“I have something for you, sweetie,” Fifi said.
Kaboodle winked at him and licked frosting off his fingers.
Dirk followed Fifi outside, Kaboodle bouncing at their feet so that his tongue swung with each step. Fifi’s red-and-white 1955 Pontiac convertible was parked in the driveway. It had a huge red ribbon tied around its middle.
“I know it’s nothing you haven’t seen before,” Fifi said. “I would have gotten you a new car if I could have.”
“You’re giving me your car!”
He stroked the cherry red, the vanilla white, the silver chrome. It was like a sundae, like a valentine, like a little train, a magic carpet.
“Well, if you want it. Now that you can drive I thought it would be a good present. It’s very safe. They made those things sturdy back then. And I’m getting a little too old to drive.”
“I’ll be your chauffeur. I love it, Grandma,” Dirk said.
Then he noticed something different about the car. Mounted on the front was a golden thing.
“What’s that?”
“It’s a family heirloom. A lamp. It comes off the car, but for now I thought it looked splendid as a hood ornament.”
“What’s it for?”
“When you are ready you can tell your story into it,” Fifi said. “You can talk about Pup—whatever you want to say. Secrets. Things you can’t tell anyone.”
“I don’t have anything to say.”
“Someday you may. Someday it might help.”
Dirk looked at the golden thing. He was afraid of it. He wanted Fifi to take it back. But what could he do? Anyway, he had the car and that’s what mattered. With the car he didn’t need Pup; he didn’t need anybody.

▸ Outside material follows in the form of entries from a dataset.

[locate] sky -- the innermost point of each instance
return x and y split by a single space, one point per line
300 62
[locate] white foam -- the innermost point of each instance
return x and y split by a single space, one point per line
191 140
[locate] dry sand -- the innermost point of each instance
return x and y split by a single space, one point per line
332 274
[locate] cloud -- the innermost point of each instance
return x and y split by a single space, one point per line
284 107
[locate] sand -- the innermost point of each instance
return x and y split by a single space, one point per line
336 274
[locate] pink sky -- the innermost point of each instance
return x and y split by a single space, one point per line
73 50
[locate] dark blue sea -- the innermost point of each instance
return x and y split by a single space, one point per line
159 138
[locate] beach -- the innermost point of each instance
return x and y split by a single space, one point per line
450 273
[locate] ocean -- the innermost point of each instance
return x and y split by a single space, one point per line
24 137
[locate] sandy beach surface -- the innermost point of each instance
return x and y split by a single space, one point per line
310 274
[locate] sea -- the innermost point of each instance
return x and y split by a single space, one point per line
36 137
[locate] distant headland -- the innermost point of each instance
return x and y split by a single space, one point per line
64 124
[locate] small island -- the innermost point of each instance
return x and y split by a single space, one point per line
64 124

He could drive through the canyons with the top down, race along Mulholland’s precarious curves, looking at the city glistering below. He could feel the breeze kissing his naked temples, more tender than any lover. Go to punk gigs by himself. Slam in the pit with the boys until the pain sweated out of him, let the pain-sweat dry up and evaporate in the night air as he drove and drove.
But Dirk didn’t go out that night. Instead he lay alone in the darkness. His hands kept wandering over his body wanting to touch himself the way someone would rub a magic lamp in a fairy tale to make a genie appear. But Dirk pulled his hands away. He wanted to cut them off. He wanted to turn off his mind. He tried to think about Nancy Nance but all he could see was Pup Lambert.

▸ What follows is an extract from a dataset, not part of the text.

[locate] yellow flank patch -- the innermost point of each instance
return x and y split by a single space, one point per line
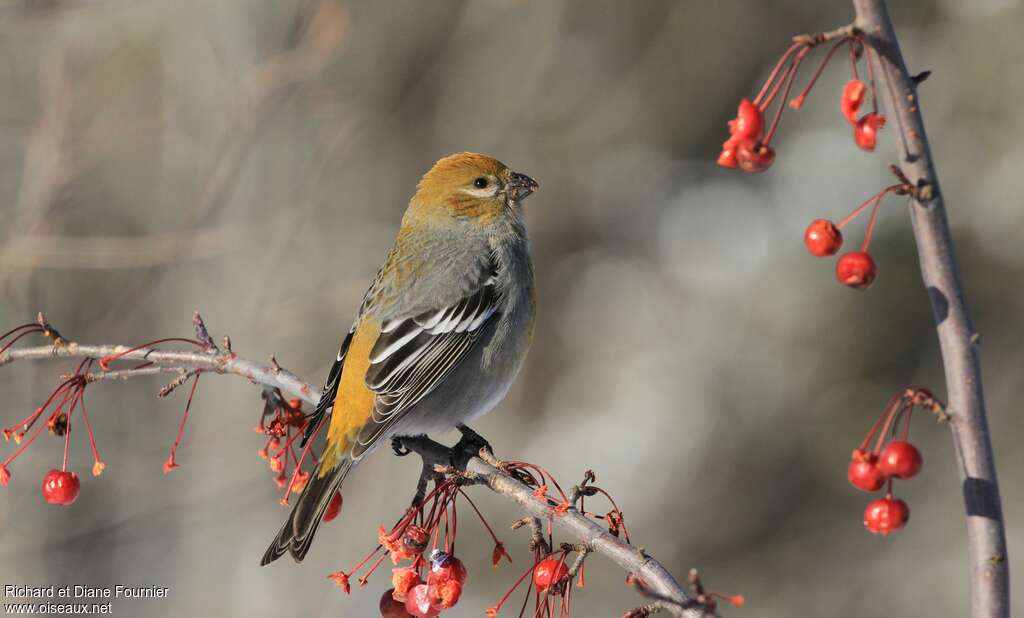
354 402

Dirk remembered what Fifi had said to him. How could he tell his story, he wondered? He had no story. And if he did no one would want to hear it. He would be laughed at, maybe attacked. So it was better to have no story at all. It was better to be dead inside.
He looked up at the billboard models looming above like hard angels in denim as he drove down the Sunset Strip one night. I would rather have no story at all, Dirk decided. I want to be blank like a model on a billboard. I want to be untouchable and beautiful and completely dead inside. But he thought of the stuffed dog he and Pup had seen on the Venice boardwalk, so long ago it seemed now—a rigor mortis display. Without a story of love would he become only that?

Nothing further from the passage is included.